Football, however, has always eluded me. The rules strike me as arcane, and I get a little dizzy watching the stop-and-start of plays that seldom last more than five seconds. So while my husband commandeered the living room for the Super Bowl last night (or at least the commercials), I opted for alternative programming downstairs.
I needed something long (since I knew enough about football to expect the game to be endless), and I decided to go for something as far away as possible from overpadded men tackling each other and inviting concussions. And there, in my DVD collection, I found the perfect thing: Chantal Akerman’s highly regarded 1975 film, Jeanne Dielman, 23, quai du Commerce, 1080 Bruxelles.
The title is a mouthful, which seems appropriate for a 201-minute film in which very, very little happens. It’s widely regarded as one of the best films of all time, but I’d had trouble finding the right moment to watch it. I’m a huge Terrence Malick fan, so I certainly don’t need a lot of action to appreciate a movie. But still, I had trepidation about watching a film that I’d heard included a four-minute segment of a woman making meatloaf.

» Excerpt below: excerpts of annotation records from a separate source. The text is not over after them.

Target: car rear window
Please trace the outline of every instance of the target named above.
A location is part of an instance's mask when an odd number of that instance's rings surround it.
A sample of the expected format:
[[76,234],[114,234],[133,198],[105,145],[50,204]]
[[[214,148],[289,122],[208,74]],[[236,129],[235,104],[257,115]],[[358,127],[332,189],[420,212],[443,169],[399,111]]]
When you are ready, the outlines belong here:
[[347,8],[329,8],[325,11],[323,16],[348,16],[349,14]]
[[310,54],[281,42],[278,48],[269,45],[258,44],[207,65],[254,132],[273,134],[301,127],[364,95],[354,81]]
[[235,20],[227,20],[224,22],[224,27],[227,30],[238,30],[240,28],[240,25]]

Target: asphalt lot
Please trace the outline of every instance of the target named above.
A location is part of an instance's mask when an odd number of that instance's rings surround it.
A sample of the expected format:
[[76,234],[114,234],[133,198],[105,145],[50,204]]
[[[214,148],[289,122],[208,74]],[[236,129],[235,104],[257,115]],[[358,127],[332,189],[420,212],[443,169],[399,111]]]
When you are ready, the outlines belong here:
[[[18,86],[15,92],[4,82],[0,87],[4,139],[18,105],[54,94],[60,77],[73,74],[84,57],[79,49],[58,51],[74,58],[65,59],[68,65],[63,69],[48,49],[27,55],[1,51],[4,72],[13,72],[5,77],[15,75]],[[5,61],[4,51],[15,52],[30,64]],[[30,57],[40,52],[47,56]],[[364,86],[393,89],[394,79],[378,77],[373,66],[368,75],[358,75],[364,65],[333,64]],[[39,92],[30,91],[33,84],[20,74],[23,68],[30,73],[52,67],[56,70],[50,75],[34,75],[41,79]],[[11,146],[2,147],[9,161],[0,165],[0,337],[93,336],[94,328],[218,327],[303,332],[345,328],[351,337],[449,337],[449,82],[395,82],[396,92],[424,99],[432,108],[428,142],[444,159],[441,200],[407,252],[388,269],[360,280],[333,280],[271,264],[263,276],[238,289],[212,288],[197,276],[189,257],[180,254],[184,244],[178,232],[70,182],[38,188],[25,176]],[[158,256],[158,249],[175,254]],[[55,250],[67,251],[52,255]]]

The meatloaf wasn’t he half of it. In fact, it’s only about 2% of the movie. In other segments, the protagonist makes veal cutlets, cleans the tub, fixes endless pots of coffee, shops for groceries, goes all over town looking for buttons for a coat, and slurps soup alongside her reticent teenage son.
And then, of course, she turns tricks.
But within minutes, I was riveted. Hypnotized, you might even say. Once you get used to the rhythm of the film, it’s fascinating.
This was the anti-Super Bowl: A woman-centered story about domestic chores and disappointments. No balls, no superheroes, no car crashes. It’s real life, the cinematic equivalent of Karl Ove Knausgaard’s My Struggle—the feminist version.
One thing I learned from studying formal poetry is that when the expected rhyme doesn’t appear, or a dactyl shows up where an iamb should be, something important is happening. So once you’ve seen Jeanne go through the rituals of her day, you become hyperaware of her routine. And when things start to slip, you know it.
It starts on day 2, when she overcooks the potatoes. For a woman with OCD, that’s a big deal. From that point on, she spirals slowly down.
It’s a quiet film—no score, very little dialogue. Mostly, you hear Jeanne’s footsteps as she moves from room to room, dishes clattering in the sink, pot lids coming off and on. So when she dropped a shoe brush, I jumped in my seat. It might as well have been the shark leaping out of the water in Jaws.
Plot is not the driving force behind this film, but still I won’t spoil it for you by discussing the ending. Suffice it to say that finally, something very dramatic happens—but it happens without altering the tone of the film, and it ends up feeling inevitable, confirming the purpose of all the quotidian stuff that has come before.
It’s a difficult film to watch, and probably will appeal only to a small clutch of cinephiles, but Jeanne Dielman deserves its reputation. It’s unique, beautifully filmed, and yes, pretty close to a masterpiece.
This morning, as I fixed breakfast, fed the cats, and got the laundry started, I couldn’t help imagining myself in a cluttered apartment in Brussels, running out of potatoes.
Now, onto next week and the Gay Super Bowl. But I’m under no illusions: Jeanne Dielman was completely overlooked at the 1975 Oscars. The show may be devoted to cinema, but when it comes to rewarding films as good as this one, the Academy might as well be wearing helmets and running on Astroturf.